In Roman Numeral questions, the arrangement of the answer choices often provides a clue as to how you could deal with the prompt in the most efficient way possible (and avoid some of the work). From these answer choices, we know that only 1 or 2 of the 3 Roman Numerals MUST be true, so we can deal with the Roman Numerals 'out of order' if it will save us some effort.

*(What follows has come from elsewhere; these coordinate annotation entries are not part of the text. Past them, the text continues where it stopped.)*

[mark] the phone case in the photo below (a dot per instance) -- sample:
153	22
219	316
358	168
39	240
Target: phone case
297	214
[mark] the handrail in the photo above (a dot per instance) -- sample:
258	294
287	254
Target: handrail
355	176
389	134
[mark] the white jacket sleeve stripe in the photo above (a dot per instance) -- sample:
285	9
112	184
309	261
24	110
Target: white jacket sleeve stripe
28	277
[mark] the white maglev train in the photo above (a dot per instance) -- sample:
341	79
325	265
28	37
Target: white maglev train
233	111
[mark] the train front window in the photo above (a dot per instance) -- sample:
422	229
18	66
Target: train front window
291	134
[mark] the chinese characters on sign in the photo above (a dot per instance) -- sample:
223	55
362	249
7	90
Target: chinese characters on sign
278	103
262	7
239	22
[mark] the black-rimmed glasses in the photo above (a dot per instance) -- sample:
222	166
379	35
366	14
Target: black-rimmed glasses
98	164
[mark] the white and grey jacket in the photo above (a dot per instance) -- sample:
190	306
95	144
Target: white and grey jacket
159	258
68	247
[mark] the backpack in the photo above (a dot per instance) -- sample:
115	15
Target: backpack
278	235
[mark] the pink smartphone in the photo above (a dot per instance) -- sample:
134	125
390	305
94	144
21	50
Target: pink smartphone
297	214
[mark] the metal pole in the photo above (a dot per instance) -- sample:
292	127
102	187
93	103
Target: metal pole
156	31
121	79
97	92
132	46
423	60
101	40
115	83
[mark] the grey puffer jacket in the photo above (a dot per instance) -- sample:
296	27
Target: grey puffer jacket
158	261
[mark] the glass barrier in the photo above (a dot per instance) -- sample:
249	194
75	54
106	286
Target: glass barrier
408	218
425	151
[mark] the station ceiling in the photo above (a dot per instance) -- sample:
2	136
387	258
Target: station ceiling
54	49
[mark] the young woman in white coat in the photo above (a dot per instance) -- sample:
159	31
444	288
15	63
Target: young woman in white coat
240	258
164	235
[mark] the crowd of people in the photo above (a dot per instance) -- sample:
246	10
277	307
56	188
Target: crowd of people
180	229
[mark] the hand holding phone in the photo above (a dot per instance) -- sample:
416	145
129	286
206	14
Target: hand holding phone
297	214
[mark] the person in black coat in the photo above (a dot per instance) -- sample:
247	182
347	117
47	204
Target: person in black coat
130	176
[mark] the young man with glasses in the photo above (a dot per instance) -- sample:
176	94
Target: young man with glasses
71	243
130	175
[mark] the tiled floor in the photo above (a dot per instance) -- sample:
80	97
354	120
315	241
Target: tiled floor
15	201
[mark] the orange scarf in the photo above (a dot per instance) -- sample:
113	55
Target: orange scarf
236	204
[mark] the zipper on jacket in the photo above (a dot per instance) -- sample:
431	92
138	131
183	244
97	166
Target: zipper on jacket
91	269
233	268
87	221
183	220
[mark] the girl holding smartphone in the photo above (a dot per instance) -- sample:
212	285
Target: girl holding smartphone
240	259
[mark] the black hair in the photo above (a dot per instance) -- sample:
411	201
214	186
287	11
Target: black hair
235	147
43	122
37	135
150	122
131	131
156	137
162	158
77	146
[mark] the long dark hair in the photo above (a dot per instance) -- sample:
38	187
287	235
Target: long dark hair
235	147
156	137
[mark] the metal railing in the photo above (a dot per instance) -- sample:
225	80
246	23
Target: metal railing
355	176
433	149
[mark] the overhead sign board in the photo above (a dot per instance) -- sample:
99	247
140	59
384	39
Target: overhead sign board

We're given a range of possible values (-1 < x < 1) and that X CANNOT be 0. We can prove/disprove the various Roman Numerals by TESTing VALUES and looking for patterns.

I. I. |x| > \(x^{2}\)

|x| will be positive for any value of X that we can choose. Since we'll be SQUARING a fraction (regardless of whether it's a positive fraction or a negative fraction), the result WILL be smaller than the |x|.

eg.
IF....
X = 1/2
\((1/2)^{2}\) = 1/4

IF...
X = -1/3
\((-1/3)^{2}\) = 1/9

Thus, Roman Numeral 1 is ALWAYS TRUE.

II. x – \(x^{2}\) > \(x^{3}\)

This Roman Numeral is probably the 'scariest looking', but it can also be dealt with by TESTing VALUES.

While....
(1/2) - \((1/2)^{2}\) > \((1/2)^{3}\)
1/2 - 1/4 > 1/8
1/4 > 1/8
Is TRUE

(-1/2) - \((-1/2)^{2}\) > \((-1/2)^{3}\)
-1/2 - 1/4 > -1/8
-3/4 > -1/8
is NOT TRUE

Thus, Roman Numeral 2 is NOT always true.

III. |1 – x| = |x – 1|

This Roman Numeral is actually a math 'truism'; it's always true for any rational value of X. You can use as many different values as you like, the resulting calculations are ALWAYS equal.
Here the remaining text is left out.